The 2005 study estimated that La Jolla would owe San Diego $4.6 million in annual mitigation payments.
LAFCO chief executive Keene Simonds said it might take about three years of those payments to neutralize the impact of secession.
Still, Simonds encouraged La Jollans to look into independence. “I’m a big proponent of self-government in terms of synchronizing local decision-making with the needs of the local community,” he said.
He said La Jollans should ask himself, “Is incorporation desired and why? If it’s desired because you want to have self-control for the quality of life as you see it – roads, parks, level of public safety, community planning – well, then I say go for it.

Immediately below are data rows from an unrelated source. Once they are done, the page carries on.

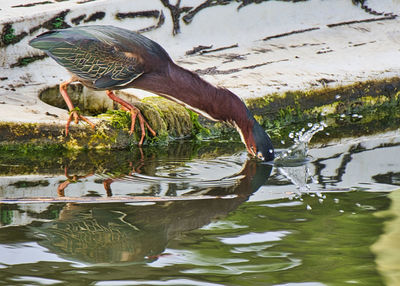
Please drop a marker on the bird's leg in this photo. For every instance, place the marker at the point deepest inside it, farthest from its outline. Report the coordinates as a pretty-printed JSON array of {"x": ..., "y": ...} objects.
[
  {"x": 135, "y": 112},
  {"x": 73, "y": 112}
]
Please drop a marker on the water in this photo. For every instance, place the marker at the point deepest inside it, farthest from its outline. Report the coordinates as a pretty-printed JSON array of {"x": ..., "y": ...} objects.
[{"x": 205, "y": 214}]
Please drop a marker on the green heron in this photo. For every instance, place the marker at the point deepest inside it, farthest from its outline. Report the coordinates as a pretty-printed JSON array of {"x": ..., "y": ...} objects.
[{"x": 110, "y": 58}]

“What we’re trying to do is make La Jolla better for everyone and everyone who comes here.”
— Melinda Merryweather
Simonds said LAFCO would help La Jolla if it goes ahead, although “there is no guarantee it will be successful.”
He estimated the process would take two to four years, involving more in-depth budget analysis and convincing the rest of San Diego that it would be beneficial.
“I think you could make a point,” Simonds said.
“As an outsider to this community, I see that there are unique social and economic interests in this community that are distinct from the rest of the city of San Diego,” he said. “I guess a lot of people in the city of San Diego probably already think that [La Jolla is independent] because of these unique distinctions. I think that’s what I would focus on.
Simonds said one challenge would be helping San Diegans believe that mitigation payments would be fair to the rest of the city.
Local resident Melinda Merryweather, who worked for La Jolla independence for decades, said, “I think we’re not trying to get La Jolla out of here by helicopter. What we’re trying to do is make La Jolla better for everyone and everyone who comes here.
With the current state of La Jolla, from potholes to deteriorating sidewalks and more, “we’re losing a lot of our history,” she said. “So all we’re trying to do is preserve what we have for the rest of San Diego.”
Merryweather said the mitigation payments “would be a benefit to the City of San Diego [for] … other communities that have less.
Kerr Bache said, “Ultimately, this is going to become a checkbook issue. It’s the organization, it’s the people, but it’s going to take money to do petitions and ballot initiatives.